Cell survival following treatment of BJ-5ta cells for 48 h with compound 11 in comparisons with the untreated control, as determined with the MTT assay (error bars = standard deviation, n = 3)

Fig. 5

Cell survival following treatment of Vero cells for 48 h with compound 11 in comparisons with the untreated control, as determined with the MTT assay using (error bars = standard deviation, n = 3)

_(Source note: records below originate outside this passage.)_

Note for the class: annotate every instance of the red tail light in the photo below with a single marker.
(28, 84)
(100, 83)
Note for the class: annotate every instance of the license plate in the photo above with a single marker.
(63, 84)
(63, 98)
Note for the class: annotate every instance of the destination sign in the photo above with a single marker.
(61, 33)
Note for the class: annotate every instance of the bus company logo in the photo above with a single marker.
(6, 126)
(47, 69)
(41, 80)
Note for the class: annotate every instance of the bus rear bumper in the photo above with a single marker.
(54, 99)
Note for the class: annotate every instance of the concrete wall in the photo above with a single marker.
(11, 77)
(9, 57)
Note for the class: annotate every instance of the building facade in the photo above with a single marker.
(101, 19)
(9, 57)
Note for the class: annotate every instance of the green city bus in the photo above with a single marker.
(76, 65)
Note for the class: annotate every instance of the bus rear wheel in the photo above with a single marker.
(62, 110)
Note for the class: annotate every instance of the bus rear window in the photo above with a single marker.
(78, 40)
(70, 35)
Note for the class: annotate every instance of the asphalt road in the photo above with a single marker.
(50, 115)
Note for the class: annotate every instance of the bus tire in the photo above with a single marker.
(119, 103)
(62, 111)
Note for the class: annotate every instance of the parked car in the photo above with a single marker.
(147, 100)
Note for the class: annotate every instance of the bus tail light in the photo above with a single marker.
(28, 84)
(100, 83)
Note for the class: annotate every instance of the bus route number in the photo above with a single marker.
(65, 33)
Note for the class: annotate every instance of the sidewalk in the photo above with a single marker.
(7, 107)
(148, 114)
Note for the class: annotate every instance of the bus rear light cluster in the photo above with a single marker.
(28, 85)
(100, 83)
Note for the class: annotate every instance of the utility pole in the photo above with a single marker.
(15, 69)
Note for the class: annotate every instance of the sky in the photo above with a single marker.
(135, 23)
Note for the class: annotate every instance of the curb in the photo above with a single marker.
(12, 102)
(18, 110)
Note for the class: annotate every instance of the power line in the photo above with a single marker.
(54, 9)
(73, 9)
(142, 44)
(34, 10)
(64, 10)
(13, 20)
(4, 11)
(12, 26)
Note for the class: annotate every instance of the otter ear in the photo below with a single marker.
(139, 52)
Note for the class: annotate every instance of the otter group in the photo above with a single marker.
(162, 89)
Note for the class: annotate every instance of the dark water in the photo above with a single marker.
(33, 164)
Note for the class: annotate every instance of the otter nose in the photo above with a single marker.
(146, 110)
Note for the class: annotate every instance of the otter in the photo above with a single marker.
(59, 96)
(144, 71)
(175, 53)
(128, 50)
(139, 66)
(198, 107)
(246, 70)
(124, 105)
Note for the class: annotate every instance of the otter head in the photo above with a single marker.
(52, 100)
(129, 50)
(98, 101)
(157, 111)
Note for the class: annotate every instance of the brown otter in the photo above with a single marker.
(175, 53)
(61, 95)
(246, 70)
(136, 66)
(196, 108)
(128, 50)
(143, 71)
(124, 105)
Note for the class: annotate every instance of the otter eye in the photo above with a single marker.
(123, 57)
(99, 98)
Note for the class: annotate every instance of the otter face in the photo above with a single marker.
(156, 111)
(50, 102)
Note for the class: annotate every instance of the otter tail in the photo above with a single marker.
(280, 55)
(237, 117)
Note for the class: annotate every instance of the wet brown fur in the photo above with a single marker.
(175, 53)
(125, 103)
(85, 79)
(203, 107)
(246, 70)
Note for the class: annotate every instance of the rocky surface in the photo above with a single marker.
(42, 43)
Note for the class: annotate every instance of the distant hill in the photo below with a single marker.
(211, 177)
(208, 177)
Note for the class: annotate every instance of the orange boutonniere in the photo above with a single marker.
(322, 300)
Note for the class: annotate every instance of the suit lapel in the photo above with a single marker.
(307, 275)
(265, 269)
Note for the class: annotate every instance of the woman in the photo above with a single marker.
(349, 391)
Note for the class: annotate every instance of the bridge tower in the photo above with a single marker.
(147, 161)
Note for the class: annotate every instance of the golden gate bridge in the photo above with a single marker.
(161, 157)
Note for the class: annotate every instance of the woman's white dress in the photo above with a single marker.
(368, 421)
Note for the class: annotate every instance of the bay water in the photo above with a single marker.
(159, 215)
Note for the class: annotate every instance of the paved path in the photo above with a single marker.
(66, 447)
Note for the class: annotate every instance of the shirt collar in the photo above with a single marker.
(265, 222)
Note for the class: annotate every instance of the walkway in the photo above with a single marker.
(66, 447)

In Silico drug likeliness Studies

Specific physicochemical properties are required for antibacterial drugs which distinguished them from other drugs. The unique design of the bacterial cell wall necessitates antibacterial agents to have specific properties in order to cross the cell wall. Such physicochemical properties include lower higher molecular weights and increased total polar surface area when compared to other drugs classes [37]. The drug-like properties (including Lipinski rule of five, GI absorption, and CYP2C19 inhibition) of the most potent compounds 11, 23, and 24 were evaluated in silico (Table 2) using the SwissADME web tool (http://www.swissadme.ch/).

Table 2

Computed properties of the selected active compounds using SWISS ADME

	Compound 11	Compound 23	Compound 24
MW g/mol	302.33	266.34	272.73
Log Sa (ESOL)b	−4.69	−3.95	−4.09
Log S1 (Ali)c	−5.09	−4.46	−4.37
H donor	2	2	2
H acceptor	3	2	2
Lipinski #violation	0	0	0
dTPSA (Å2)	62.83	53.60	53.60
No of rotatable bonds	4	6	4
GI absorption	High	High	High
CYP2C19 Inhibitor	Yes	Yes	Yes
eDrug Likeness	Yes	Yes	Yes

aPredicted aqueous solubility, where log S is the logarithm of the amount of compound (in moles) able to dissolve in a litre of water

bESOL, predicted aqueous solubility, calculated using a topological method[38]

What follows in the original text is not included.